HRP0197 and HRP0198 are Somali. HRP0197 pointed out to me that 14S_R1, a Somali in the reference set, was an outlier who was more like East African Bantu (e.g., Luhya) than the other reference Somalis. So in the table below, I have excluded 14S_R1 for the average.

Component RefAverage HRP00197 HRP00198
S Asian 0 2 2
Onge 4 0 1
E Asian 0 1 2
SW Asian 28 33 34
European 0 0 0
Siberian 0 2 1
W African 12 14 13
Papuan 0 0 0
American 0 0 1
San/Pygmy 2 3 2
E African 52 44 43

Interestingly, the two project participants are more Asian than the reference average.
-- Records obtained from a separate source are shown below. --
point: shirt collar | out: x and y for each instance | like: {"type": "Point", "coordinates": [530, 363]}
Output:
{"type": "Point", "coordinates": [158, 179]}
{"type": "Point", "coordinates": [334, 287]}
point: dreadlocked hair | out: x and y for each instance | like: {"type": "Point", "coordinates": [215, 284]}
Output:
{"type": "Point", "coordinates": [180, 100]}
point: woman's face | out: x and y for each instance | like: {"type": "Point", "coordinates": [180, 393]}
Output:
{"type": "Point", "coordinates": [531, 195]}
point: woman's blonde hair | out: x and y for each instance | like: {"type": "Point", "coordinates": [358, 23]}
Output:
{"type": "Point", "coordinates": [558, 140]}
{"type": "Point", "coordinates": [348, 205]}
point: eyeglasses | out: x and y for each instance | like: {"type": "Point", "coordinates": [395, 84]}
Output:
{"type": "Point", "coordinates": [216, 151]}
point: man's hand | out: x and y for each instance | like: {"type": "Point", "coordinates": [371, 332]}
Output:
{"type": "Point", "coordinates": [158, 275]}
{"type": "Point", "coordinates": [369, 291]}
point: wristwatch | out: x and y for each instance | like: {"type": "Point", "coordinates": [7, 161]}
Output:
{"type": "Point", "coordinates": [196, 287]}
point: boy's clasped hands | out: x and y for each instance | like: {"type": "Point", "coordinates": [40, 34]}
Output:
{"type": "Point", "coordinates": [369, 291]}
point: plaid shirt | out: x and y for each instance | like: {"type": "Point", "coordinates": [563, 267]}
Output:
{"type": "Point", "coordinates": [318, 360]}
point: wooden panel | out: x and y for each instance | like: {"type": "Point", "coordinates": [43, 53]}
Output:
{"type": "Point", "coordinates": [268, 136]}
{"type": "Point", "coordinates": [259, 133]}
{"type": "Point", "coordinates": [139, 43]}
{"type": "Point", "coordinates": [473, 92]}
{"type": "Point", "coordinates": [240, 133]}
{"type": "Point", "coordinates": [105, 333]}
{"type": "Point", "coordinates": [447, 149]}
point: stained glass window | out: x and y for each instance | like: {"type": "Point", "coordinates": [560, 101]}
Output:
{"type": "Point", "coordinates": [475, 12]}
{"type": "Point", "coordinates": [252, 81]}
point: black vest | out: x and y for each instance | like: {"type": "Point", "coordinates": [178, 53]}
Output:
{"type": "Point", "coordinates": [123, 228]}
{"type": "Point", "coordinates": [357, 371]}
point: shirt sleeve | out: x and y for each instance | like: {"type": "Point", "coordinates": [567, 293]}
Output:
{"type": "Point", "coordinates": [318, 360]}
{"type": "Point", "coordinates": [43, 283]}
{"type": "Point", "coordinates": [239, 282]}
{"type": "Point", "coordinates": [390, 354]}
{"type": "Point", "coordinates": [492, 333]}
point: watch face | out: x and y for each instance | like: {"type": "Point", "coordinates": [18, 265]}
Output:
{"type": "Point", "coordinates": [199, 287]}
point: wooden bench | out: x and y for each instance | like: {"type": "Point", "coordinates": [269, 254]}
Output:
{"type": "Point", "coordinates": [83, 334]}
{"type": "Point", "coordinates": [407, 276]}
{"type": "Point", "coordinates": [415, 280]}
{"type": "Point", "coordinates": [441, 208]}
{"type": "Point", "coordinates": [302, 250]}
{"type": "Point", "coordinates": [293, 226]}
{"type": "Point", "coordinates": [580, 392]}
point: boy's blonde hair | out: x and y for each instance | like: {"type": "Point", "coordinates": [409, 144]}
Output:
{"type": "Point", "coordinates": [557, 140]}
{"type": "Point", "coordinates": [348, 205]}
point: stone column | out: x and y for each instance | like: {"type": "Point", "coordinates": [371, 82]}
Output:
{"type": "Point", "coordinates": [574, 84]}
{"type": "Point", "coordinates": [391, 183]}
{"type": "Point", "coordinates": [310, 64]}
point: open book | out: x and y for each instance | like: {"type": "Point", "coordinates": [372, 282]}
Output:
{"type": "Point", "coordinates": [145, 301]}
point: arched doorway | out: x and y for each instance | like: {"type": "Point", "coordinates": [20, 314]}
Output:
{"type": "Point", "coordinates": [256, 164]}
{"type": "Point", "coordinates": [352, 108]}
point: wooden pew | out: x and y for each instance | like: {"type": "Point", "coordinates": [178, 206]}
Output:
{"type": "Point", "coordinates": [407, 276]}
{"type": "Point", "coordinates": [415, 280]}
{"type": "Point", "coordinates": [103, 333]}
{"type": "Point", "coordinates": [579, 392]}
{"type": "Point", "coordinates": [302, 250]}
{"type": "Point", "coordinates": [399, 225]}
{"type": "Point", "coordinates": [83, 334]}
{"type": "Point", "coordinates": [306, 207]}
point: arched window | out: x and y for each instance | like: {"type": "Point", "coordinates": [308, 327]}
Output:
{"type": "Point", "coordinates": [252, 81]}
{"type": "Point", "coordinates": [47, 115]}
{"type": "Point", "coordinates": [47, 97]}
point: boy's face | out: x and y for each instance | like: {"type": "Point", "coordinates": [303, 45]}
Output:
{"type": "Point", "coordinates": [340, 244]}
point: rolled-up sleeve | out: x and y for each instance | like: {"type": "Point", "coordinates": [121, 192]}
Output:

Ref3 + Yunusbayev Harappa Admixture Results

The ADMIXTURE results for the Harappa participants (up to HRP0180) for the Reference 3 + Yunusbayev dataset are in a spreadsheet and can also be seen in the bar charts below.

Do take a look at K=12 and K=17 (lowest crossvalidation errors) as well as K=15.

Ref3 + Yunusbayev Caucasus Data Admixture

To my standard reference 3 (list of populations), I added the Yunusbayev et al Caucasus samples which include the following:

  • 20 abhkasians
  • 16 armenians
  • 19 balkars
  • 13 bulgarians
  • 20 chechens
  • 14 kumyks
  • 6 kurds
  • 15 mordovians
  • 16 nogais
  • 15 north-ossetians
  • 15 tajiks
  • 15 turkmens
  • 20 ukranians

These 204 samples increased the total to 4,090.

Then I applied a stricter IBD relationship cutoff than I have before. Previously my focus was on removing relatives, but now I wanted to remove samples that seemed highly inbred or belonged to highly bottle-necked small groups so they would not create their own clusters in Admixture. This process removed the following 164 samples:

  • maasai 30
  • papuan 15
  • karitiana 12
  • pima 12
  • onge 8
  • surui 7
  • luhya 6
  • melanesian 6
  • colombian 5
  • hadza 5
  • koryaks 5
  • sandawe 5
  • san 4
  • turkmens 4
  • african-americans 3
  • east-greenlanders 3
  • great-andamanese 3
  • nganassans 3
  • chenchu 2
  • evenkis 2
  • han-chinese-south 2
  • maya 2
  • mbutipygmy 2
  • mexicans 2
  • utahn-whites 2
  • aus 1
  • bantukenya 1
  • british 1
  • chinese-americans 1
  • gujaratis-b 1
  • iranians 1
  • naxi 1
  • north-kannadi 1
  • samaritians 1
  • she 1
  • tuvinians 1
  • yemenese 1
  • yoruba 1
  • yukaghirs 1

Finally, I added the 165 founders from the Harappa Project participants (up to HRP0180).

The crossvalidation error for the admixture results with K (number of ancestral components) from 2 to 20 is plotted here.

Zooming in,

The lowest crossvalidation errors are for K=17 and K=12.

The admixture results are in a spreadsheet.

In addition to K=17 and K=12, take a look at the results for K=15.

PS. I should point out that the names for the ancestral components are just useful mnemonics based on the current distribution of that component. Also, a component with the same name at one value of K is different from a similarly named component at another K.